A escuridão dominava o ambiente, deixando quase impossível distinguir onde começava a grama e terminava o lago se não fosse pela lua que iluminava as marolas da água, rememorando as rugas de uma pele castigada pelo tempo. Sob o luar, algo maligno espreitava a residência dos Morgan.

Amy abriu os olhos com dificuldade, sentindo seu corpo reclamar dolorosamente apenas por respirar com um pouco mais de força. Sentou-se, gemendo baixo e praguejando. Dores ! Dor inclusive para engolir sua própria saliva.

Um miado baixo tirou a mesma dos seus pensamentos, não demorou mais do que alguns minutos para a menina de apenas treze anos perceber que não estava no seu quarto. Virou o rosto, encontrando sua irmã dormindo calmamente com um gato velho e pulguento deitado em sua barriga.

- Vira-Lata - Sussurrou com estorvo por causa de sua penosa garganta enquanto se levantava da cama, tentando fazer o mínimo de barulho possível.

Ao tocar o chão gelado com seus pés descalços um arrepio percorreu por seu corpo, deixando uma sensação desagradável nas partes machucadas da sua pele. Seu cérebro trabalhava arduamente tentando criar hipóteses para explicar o motivo de não estar na sua casa.

- Sabe que não é a primeira vez que isso acontece com a Amy. - Ergo minha sobrancelha assim que reconheci ser a voz da minha vó. Uma senhora totalmente amável, incapaz de machucar uma mosca.

Sento no chão, apoiando minhas costas na parede que fazia a divisão dos cômodos.

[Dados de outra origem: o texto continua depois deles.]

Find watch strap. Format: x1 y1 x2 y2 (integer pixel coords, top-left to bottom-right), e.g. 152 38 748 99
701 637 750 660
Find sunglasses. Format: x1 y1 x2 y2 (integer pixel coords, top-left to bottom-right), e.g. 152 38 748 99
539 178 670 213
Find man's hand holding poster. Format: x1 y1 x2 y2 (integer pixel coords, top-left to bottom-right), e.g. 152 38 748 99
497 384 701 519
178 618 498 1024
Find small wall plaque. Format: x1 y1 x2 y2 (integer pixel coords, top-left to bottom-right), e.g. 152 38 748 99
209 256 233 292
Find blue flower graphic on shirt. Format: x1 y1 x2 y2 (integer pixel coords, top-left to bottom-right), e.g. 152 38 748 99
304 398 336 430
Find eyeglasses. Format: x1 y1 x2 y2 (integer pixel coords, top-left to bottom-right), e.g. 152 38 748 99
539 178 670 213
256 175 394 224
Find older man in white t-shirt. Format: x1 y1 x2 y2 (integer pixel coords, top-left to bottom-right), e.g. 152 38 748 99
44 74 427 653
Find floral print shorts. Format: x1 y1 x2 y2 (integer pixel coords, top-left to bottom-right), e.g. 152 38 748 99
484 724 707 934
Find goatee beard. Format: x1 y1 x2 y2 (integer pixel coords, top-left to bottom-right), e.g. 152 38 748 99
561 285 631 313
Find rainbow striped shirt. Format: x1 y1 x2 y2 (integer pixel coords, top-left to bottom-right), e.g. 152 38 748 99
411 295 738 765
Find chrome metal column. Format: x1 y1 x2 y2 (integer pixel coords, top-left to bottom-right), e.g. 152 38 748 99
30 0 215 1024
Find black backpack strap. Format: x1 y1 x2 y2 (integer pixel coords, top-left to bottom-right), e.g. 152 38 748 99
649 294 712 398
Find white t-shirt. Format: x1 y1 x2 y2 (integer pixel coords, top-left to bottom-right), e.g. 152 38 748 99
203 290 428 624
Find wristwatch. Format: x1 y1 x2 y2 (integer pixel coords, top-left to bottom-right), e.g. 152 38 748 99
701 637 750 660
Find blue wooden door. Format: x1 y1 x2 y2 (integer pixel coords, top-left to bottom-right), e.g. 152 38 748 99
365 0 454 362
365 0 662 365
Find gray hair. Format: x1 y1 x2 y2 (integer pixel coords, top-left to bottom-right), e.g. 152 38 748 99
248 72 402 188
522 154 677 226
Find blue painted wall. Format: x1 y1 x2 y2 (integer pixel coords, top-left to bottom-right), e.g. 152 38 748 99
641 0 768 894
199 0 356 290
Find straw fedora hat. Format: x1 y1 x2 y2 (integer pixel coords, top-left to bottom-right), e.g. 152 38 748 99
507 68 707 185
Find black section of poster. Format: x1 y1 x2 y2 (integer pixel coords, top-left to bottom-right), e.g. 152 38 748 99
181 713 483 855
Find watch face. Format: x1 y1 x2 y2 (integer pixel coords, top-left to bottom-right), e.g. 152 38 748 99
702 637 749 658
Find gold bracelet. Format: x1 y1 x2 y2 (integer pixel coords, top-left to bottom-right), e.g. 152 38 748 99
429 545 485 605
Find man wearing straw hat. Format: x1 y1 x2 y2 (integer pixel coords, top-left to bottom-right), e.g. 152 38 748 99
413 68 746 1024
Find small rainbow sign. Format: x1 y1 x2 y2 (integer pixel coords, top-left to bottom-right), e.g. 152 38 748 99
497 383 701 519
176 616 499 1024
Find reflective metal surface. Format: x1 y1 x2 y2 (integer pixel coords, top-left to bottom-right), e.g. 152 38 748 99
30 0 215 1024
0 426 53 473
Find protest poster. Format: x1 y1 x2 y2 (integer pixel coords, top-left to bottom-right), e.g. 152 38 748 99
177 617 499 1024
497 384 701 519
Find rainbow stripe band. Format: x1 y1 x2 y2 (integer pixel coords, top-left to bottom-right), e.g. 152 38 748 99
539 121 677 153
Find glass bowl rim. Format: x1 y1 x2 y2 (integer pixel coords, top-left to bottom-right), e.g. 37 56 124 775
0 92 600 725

Eles estavam na sala de jantar e eu na cozinha, perto da porta.

- Ela não se lembra de nada que aconteceu quando era pequena, provavelmente não vai lembrar do que aconteceu ontem. - Disparou meu pai de forma nervosa, ele parecia preocupado.- Querida, sabemos que enquanto Nina estiver aqui, nada vai acontecer.

Eles deixavam as informações confidenciais entre linhas, criando uma espécie de código que apenas os três tinham as respostas. O soluço da jovem mãe fez com que Amy sentisse uma pontada de culpa, quase revelando seu esconderijo para acalentar a mulher.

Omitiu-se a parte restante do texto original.